The day you stop being willing to be bad at something new is the day you stop becoming someone new.
I haven't been bad at anything in public for six years, and I'm starting to think it's the reason I feel dead inside.
Not depressed. Not burned out. Just dead. Like a room with no windows.
This is the trap. You spend your twenties getting good at one thing so it can carry you, and then it carries you, and then you can't put it down. You don't try new things because new things would require you to be the worst person in the room, and the version of you that pays the apartment doesn't do that anymore.
You call it focus. It's not focus. It's fear with a calendar.
From the inside, it looks like this. You download a Spanish app because you've lived in Mexico for three months, and the shame of not speaking it has started to hum in the background. You do it for nine days. On day ten, you stumble through a real conversation with the woman at the coffee place, and you butcher a verb tense, and she smiles and corrects you, and you walk out and never open the app again.
You tell yourself you've been busy. You haven't been busy. You've been protecting something.
You buy a guitar in Lisbon because you've always wanted to play guitar. You play it for a week. You're terrible. You stop. The guitar leans against the wall for eight months until you move out and give it to a kid in the building who actually practices.
You get invited to play pickleball with a buddy and his dad. His dad is 64. You say you can't, you have a call. You don't have a call. You just don't want to lose to a 64-year-old in front of strangers.
A woman I dated for a while told me one time that I had stopped being curious. I told her she was wrong. I read three books a month. I listen to podcasts. I know things. She said no, that's not curious. Curious is when you let yourself be stupid in front of someone. You haven't done that in years.
I broke up with her about a month later. Partly because she was right and partly because I didn't want to be looked at that closely.
Here's what I figured out way after I should have. The thing competence does to you is it makes every new thing feel like it has too much riding on it. When you don't know who you are yet, being bad at piano is just being bad at piano. When you've built an identity around being a guy who's good at things, being bad at piano feels like a referendum on whether you're still that guy. So you don't pick up the piano. You pick up the thing you're already good at, again, for the eight thousandth time.
You start to mistake repetition for depth.
What changed for me was, of all things, surfing. Which is funny, because I'd been surfing for fifteen years. But I'd been surfing the same waves the same way. Safe ones. Waves I knew. Last year, I tried to paddle out somewhere bigger and faster than I had any business being, with a guy who was actually good, and I got worked. I mean, really worked. I came up coughing seawater with my leash wrapped around my neck, and a 22-year-old paddled over to ask if I was okay.

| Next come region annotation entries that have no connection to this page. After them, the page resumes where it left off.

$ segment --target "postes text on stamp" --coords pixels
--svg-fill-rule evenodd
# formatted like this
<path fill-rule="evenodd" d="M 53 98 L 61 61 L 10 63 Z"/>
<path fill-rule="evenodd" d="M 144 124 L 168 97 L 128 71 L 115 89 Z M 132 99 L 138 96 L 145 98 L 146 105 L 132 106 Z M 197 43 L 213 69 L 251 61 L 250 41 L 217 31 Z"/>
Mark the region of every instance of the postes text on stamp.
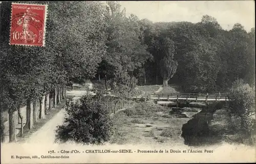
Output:
<path fill-rule="evenodd" d="M 12 4 L 10 44 L 44 46 L 47 5 Z"/>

I was the worst guy out there. By a lot. And when I got back to the beach, I noticed I felt something I hadn't felt in a long time. Not pride. Not accomplishment. Something simpler. I felt awake.
I'd been confusing comfort for happiness for years. They are not the same damn thing, and I am not going to forget it again.
I'm not telling you to learn an instrument. I don't care if you learn an instrument. What I'm saying is that somewhere in your life right now, there is a thing you would love to try, and you are not trying it, and the reason isn't time, and it isn't money. The reason is that you would be bad at it, and you have forgotten how to be bad at things.
You used to be bad at the thing that pays you now. That is how you got good at it. You're acting like that part of your life is over.
It isn't over. You just stopped letting it happen.
The best version of you was a beginner once. He's still in there. He's waiting for you to embarrass him on purpose.